Garden designer, Jenny Paul was delighted with her client's decision to keep the Angophora costata trees in her harbourside garden.
2. Love the built-ins
In small spaces chairs can cause a forest of legs that visually diminish the space, and makes getting around your guests with the pitcher of margaritas an obstacle course. Built-in seating is a clean-lined answer. In an inner city terrace courtyard Richard Rimmell for Quercus built a bench seat into raised planting beds with maidenhair ferns enjoying the shade underneath.
Built in seating designed by Adam Robinson
In a small northern beaches courtyard designed by Adam Robinson, an L-shaped bench has wooden slats and seat, with cushions chosen to tie in with the colours of the garden and the interior of the house.
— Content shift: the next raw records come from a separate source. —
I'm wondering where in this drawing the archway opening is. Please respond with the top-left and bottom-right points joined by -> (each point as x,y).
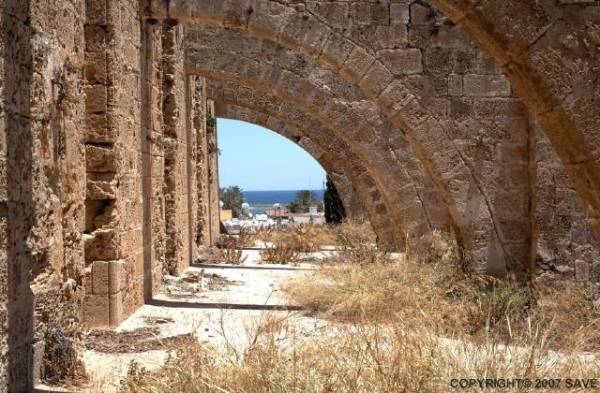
217,118 -> 326,225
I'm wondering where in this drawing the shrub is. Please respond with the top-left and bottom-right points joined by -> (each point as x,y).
260,242 -> 299,265
216,235 -> 247,265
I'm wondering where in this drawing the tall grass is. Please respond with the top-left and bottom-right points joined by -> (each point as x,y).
123,222 -> 600,393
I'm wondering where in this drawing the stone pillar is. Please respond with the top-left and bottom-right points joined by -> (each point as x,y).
190,76 -> 211,247
531,120 -> 600,282
0,0 -> 35,393
163,20 -> 190,274
141,21 -> 166,300
84,0 -> 144,326
206,100 -> 221,245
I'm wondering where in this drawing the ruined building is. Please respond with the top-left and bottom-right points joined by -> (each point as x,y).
0,0 -> 600,392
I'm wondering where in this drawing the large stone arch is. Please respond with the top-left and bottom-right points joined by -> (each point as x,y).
150,0 -> 530,273
187,29 -> 454,251
430,0 -> 600,236
215,101 -> 363,217
208,81 -> 408,240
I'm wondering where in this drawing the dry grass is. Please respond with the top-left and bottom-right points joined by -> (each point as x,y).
260,242 -> 300,265
285,251 -> 600,351
117,224 -> 600,393
122,306 -> 600,393
251,225 -> 337,252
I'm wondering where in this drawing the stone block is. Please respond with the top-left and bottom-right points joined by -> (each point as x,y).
107,292 -> 125,326
575,259 -> 590,282
83,294 -> 110,328
359,61 -> 394,97
390,3 -> 410,25
84,229 -> 119,262
377,48 -> 423,75
410,2 -> 434,25
86,178 -> 117,201
84,113 -> 117,143
463,74 -> 511,97
340,46 -> 375,80
85,85 -> 106,113
85,144 -> 117,173
92,261 -> 110,295
448,74 -> 462,96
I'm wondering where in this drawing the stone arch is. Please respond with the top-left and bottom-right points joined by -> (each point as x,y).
430,0 -> 600,236
208,80 -> 412,247
215,101 -> 363,218
187,29 -> 454,251
150,0 -> 530,273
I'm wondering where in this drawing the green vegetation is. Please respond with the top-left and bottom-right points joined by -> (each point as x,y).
219,186 -> 246,217
323,176 -> 346,224
287,190 -> 323,213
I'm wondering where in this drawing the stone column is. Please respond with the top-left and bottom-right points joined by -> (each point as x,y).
163,20 -> 190,274
206,100 -> 221,245
84,0 -> 144,326
0,0 -> 35,393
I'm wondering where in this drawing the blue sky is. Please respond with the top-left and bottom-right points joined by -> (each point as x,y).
217,119 -> 325,191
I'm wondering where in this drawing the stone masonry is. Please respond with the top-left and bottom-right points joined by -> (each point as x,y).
0,0 -> 600,393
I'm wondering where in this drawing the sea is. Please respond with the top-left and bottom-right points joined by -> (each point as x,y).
244,190 -> 325,214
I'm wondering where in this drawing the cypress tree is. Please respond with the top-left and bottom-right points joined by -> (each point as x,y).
323,175 -> 346,224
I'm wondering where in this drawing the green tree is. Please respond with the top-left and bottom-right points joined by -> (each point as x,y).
219,186 -> 246,217
287,190 -> 321,213
323,176 -> 346,224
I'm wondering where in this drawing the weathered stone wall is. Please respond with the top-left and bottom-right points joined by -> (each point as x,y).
190,75 -> 211,247
531,122 -> 600,282
84,0 -> 144,326
163,21 -> 190,275
0,0 -> 600,392
206,100 -> 221,245
0,0 -> 39,393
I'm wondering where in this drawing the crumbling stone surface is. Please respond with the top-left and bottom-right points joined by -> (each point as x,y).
0,0 -> 600,393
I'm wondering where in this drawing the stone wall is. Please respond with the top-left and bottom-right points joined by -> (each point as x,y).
0,0 -> 216,392
0,0 -> 600,393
The tropical foliage of frangipani, bamboo and Strelitzia nicolae explode overhead.
Floating timber bench designed by Richard Rimmel for Quercus
3. Fill in the pool
When designer Barbara Landsberg, of Landsberg Garden Design, first took the call about filling in the pool in this eastern suburbs garden, she imagined a hedged lawn, something quiet and simple so as not to detract from the view. But then she met her 86-year-old client, who is a keen gardener, and completely changed her plans. Instead, the pool’s original coping and the old diving rock were incorporated into sinuous paths around easy-to-reach garden beds intensely planted with a range of richly textured plants. The result is ever-changing, drawing its owner out into the garden to happily explore and nurture its treasures every day.
Eastern suburbs garden by designer Barbara Landsberg
Succulents in the Barbara Landsberg
The trend this year in pots was roughly textured pale stone. Especially effective were Marcia Hosking’s giant, characterful pots filled with the healthiest giant peace lily, Spathyphyllum wallisii ‘Sensation’, ever seen. (Find pots like these at Terracotta Trading, Lane Cove.) On the plant side, we liked the blue iris, Neomarica cerulea, which is a cousin of the very useful Brazilian walking iris. Like it, this beauty handles dry shade, but does it with glaucus blue foliage and brilliant blue flowers from summer into autumn. Matt Cantwell of Secret Gardens had it matched with felty silver plectranthus. We also like Matt’s use of the tropical birch, Betula nigra, which has wonderful peach-tinted papery bark and a floating feeling to the soft foliage. It is a much better choice in warm climates like Sydney, and as far north as tropical Queensland, than the cold-loving silver birch.
Textured pale stone pots in the Marcia Hosking designed garden
5. Live out the front
Too often our front gardens are used for show and not for living. Marcia Hosking of Hosking Partnership turned this around for her eastern suburbs clients. Their backyard is overlooked by towering apartments, but the front offered privacy behind a camellia hedge. Marcia pulled up the boggy and overshaded lawn and replaced it with paving broken up by rills of native violet, added a screen of sweet-smelling evergreen magnolia and a water-feature between two lovely weeping grafted mulberries, and atmospheric lighting. The family has been lunching and dining and entertaining out here ever since.